Fig. 1: Sympathetic remodeling in metaplastic pancreatic lesions requires DCC.

a, Illustration showing the progression of pancreatic ductal adenocarcinoma (PDAC). Acinar cells are the main components of the exocrine pancreas responsible for the production of digestive enzymes. Injury or inflammation causes acinar cells to transdifferentiate into duct-like cells by a process called acinar-to-ductal metaplasia (ADM), which can be identified by markers such as SOX9 or CK19. Metaplasia is a reversible process that allows the regeneration of the pancreatic acinar tissue. However, in the presence of oncogenic Kras mutations, particularly G12D, ADM progresses to pancreatic intraepithelial neoplasia (PanIN) pre-cancerous lesions. PanINs show varying degrees of neoplasia, ranging from low to high-grade carcinoma in situ.

b, Protocol for the induction of ADM in chronic pancreatitis induced by repeated cerulein injections. Green arrows indicate the days of cerulein administration, with mice receiving hourly injections eight times on the treatment day. Samples were collected 2 days after the last cerulein dose.

c-d, Representative immunohistochemistry (IHC) staining for TH (a marker for sympathetic neurons) and F4/80 (a pan-macrophage marker) on sections of the exocrine pancreas from healthy (untreated) mice and cerulein-treated mice. Cerulein-induced metaplasia, identified by SOX9 staining (d’), showed increased sympathetic innervation and macrophage infiltration compared to the adjacent asymptomatic tissue (d) or healthy pancreas. Insets in d’ provide a zoomed-in view of individual staining. DAPI for nuclear staining. Scale bar: 50 μm, 25 μm (insets).
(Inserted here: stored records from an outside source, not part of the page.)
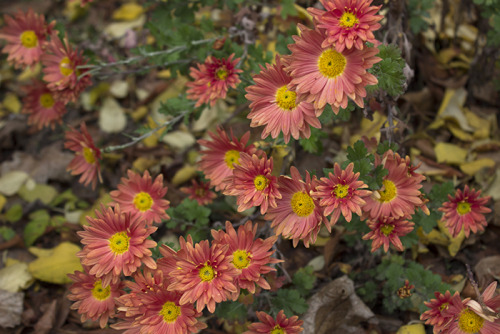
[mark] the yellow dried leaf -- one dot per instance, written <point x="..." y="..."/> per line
<point x="471" y="168"/>
<point x="128" y="12"/>
<point x="450" y="153"/>
<point x="53" y="265"/>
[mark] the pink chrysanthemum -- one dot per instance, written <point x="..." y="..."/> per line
<point x="282" y="324"/>
<point x="221" y="153"/>
<point x="26" y="36"/>
<point x="200" y="192"/>
<point x="277" y="107"/>
<point x="150" y="309"/>
<point x="251" y="256"/>
<point x="253" y="183"/>
<point x="324" y="75"/>
<point x="213" y="79"/>
<point x="385" y="230"/>
<point x="43" y="107"/>
<point x="116" y="243"/>
<point x="342" y="193"/>
<point x="60" y="63"/>
<point x="466" y="321"/>
<point x="86" y="161"/>
<point x="203" y="274"/>
<point x="399" y="195"/>
<point x="140" y="195"/>
<point x="435" y="316"/>
<point x="92" y="300"/>
<point x="297" y="216"/>
<point x="466" y="210"/>
<point x="347" y="23"/>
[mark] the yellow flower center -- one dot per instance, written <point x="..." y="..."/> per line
<point x="341" y="190"/>
<point x="331" y="64"/>
<point x="387" y="229"/>
<point x="206" y="273"/>
<point x="389" y="192"/>
<point x="119" y="242"/>
<point x="100" y="293"/>
<point x="260" y="182"/>
<point x="65" y="67"/>
<point x="285" y="99"/>
<point x="222" y="73"/>
<point x="241" y="259"/>
<point x="143" y="201"/>
<point x="170" y="312"/>
<point x="29" y="39"/>
<point x="470" y="322"/>
<point x="463" y="208"/>
<point x="46" y="100"/>
<point x="302" y="204"/>
<point x="231" y="157"/>
<point x="277" y="330"/>
<point x="88" y="155"/>
<point x="347" y="20"/>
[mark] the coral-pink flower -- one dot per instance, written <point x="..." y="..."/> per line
<point x="43" y="107"/>
<point x="324" y="75"/>
<point x="220" y="154"/>
<point x="281" y="324"/>
<point x="251" y="256"/>
<point x="297" y="216"/>
<point x="253" y="183"/>
<point x="277" y="107"/>
<point x="200" y="192"/>
<point x="341" y="192"/>
<point x="26" y="36"/>
<point x="213" y="79"/>
<point x="87" y="155"/>
<point x="203" y="273"/>
<point x="465" y="211"/>
<point x="60" y="63"/>
<point x="92" y="300"/>
<point x="387" y="230"/>
<point x="347" y="23"/>
<point x="116" y="243"/>
<point x="140" y="195"/>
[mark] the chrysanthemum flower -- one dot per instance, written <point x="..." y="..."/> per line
<point x="347" y="23"/>
<point x="385" y="230"/>
<point x="277" y="107"/>
<point x="92" y="300"/>
<point x="253" y="183"/>
<point x="60" y="70"/>
<point x="43" y="107"/>
<point x="399" y="195"/>
<point x="282" y="324"/>
<point x="466" y="321"/>
<point x="200" y="192"/>
<point x="151" y="309"/>
<point x="86" y="161"/>
<point x="140" y="195"/>
<point x="251" y="256"/>
<point x="221" y="153"/>
<point x="204" y="274"/>
<point x="435" y="316"/>
<point x="342" y="193"/>
<point x="324" y="75"/>
<point x="26" y="36"/>
<point x="297" y="216"/>
<point x="213" y="79"/>
<point x="466" y="210"/>
<point x="116" y="243"/>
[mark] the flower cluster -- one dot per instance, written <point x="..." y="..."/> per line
<point x="450" y="314"/>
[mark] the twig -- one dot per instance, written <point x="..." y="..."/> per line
<point x="135" y="140"/>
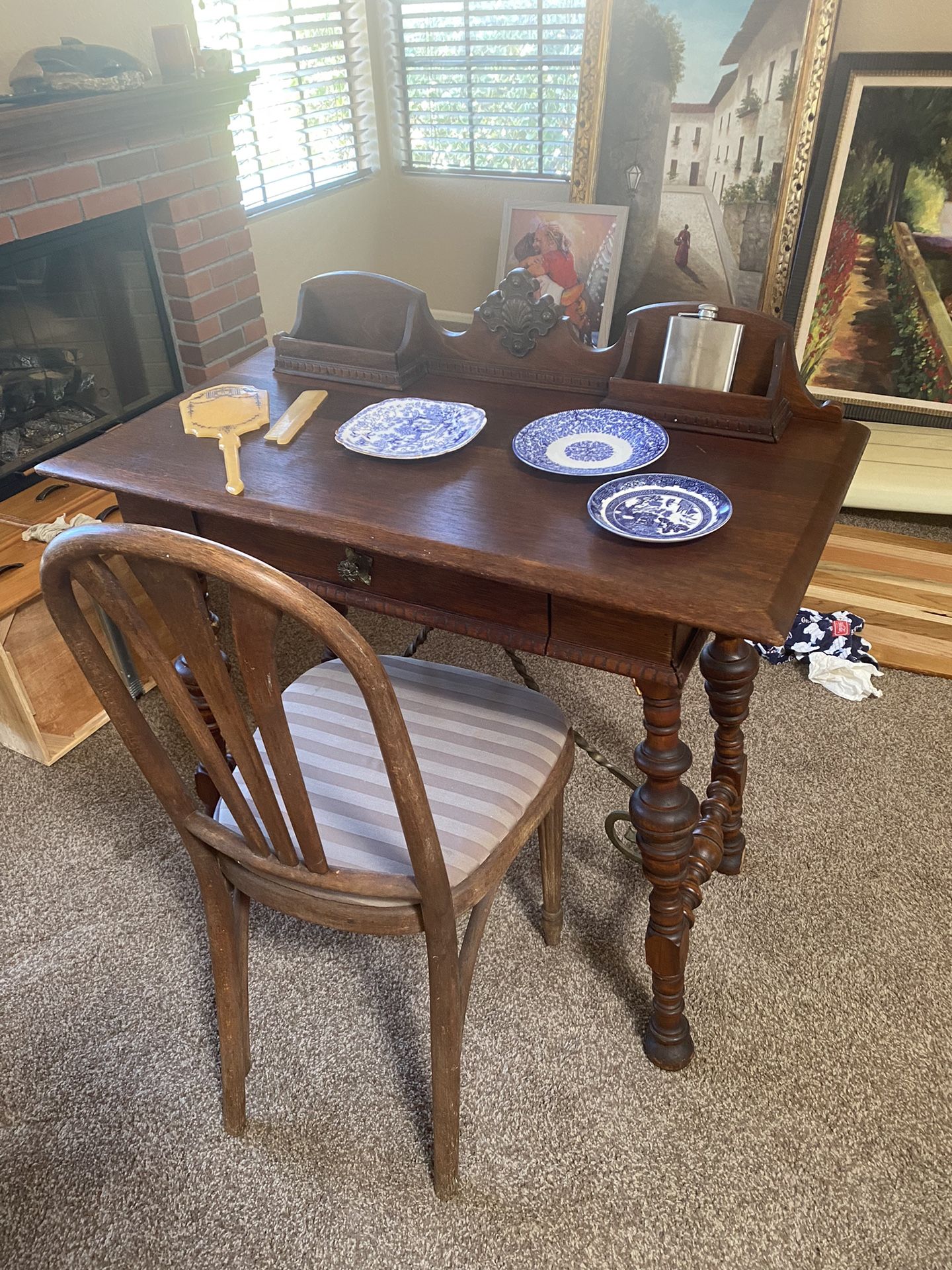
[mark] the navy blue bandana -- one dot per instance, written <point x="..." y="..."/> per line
<point x="837" y="634"/>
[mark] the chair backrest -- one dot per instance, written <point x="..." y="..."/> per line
<point x="172" y="568"/>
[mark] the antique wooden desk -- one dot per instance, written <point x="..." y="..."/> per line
<point x="477" y="544"/>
e, Quantification of TH⁺ sympathetic axon density in the exocrine pancreas of healthy mice (H), metaplastic lesions (M), and adjacent exocrine tissue (A) of cerulein-treated mice (Cer). Data are expressed as mean ± SEM. n = 36 ROIs from 6 healthy mice, 44 metaplastic, and 31 adjacent ROIs from 6 cerulein-treated mice. p values indicated (ns: p > 0.05) (Kruskal–Wallis test).

f-g, Representative IHC staining for TH and DCC on sections of the exocrine pancreas from healthy and cerulein-treated mice. DAPI for nuclear staining. Scale bar: 20 μm.

h, Quantification of the ratio of TH⁺ sympathetic axons co-labeled for DCC in healthy (H) and cerulein-treated (Cer) pancreas. Data are presented as mean ± SEM. n = 20 sections from 3 mice per group. p values indicated (unpaired t-test).

i-j, Representative RNAscope in situ hybridization for Th mRNA and Dcc mRNA in sections of the celiac superior mesenteric ganglia (CSMG) of healthy (H) and cerulein-treated mice (Cer). Higher magnification insets highlight individual sympathetic neuronal cell bodies. Scale bars: 20 μm and 5 μm (insets).

k, Quantification of Dcc mRNA (dots) in CSMG sympathetic neurons from healthy (H) and cerulein-treated (Cer) mice. Data are presented as mean ± SEM. n = 9 sections from 3 healthy mice and 8 sections from 3 cerulein-treated mice. p values indicated (unpaired t-test).

l, Experimental design for tamoxifen injection time points and cerulein treatment used in Th-CreERT2–Dcc ^lox/lox and control Cre-negative Dcc^lox/lox mice.

m-n, Representative IHC staining for TH and SOX9 in metaplastic pancreatic lesions (m’ and n’) and adjacent exocrine tissue (m and n) of cerulein-treated control and Th-CreERT2–Dcc ^lox/lox mice. DAPI for nuclear staining. Scale bar: 25 μm.

o, Quantification of TH⁺ sympathetic axon density in metaplastic pancreatic lesions (M) and adjacent tissues (A) of cerulein-treated control (ctr) and Th-CreERT2–Dcc ^lox/lox (cKO) mice. Data are presented as mean ± SEM. n = 21 metaplastic and 11 adjacent ROIs from 3 control mice; 23 metaplastic and 12 adjacent ROIs from 3 cKO mice. p values indicated (ns: p > 0.05) (Kruskal–Wallis test).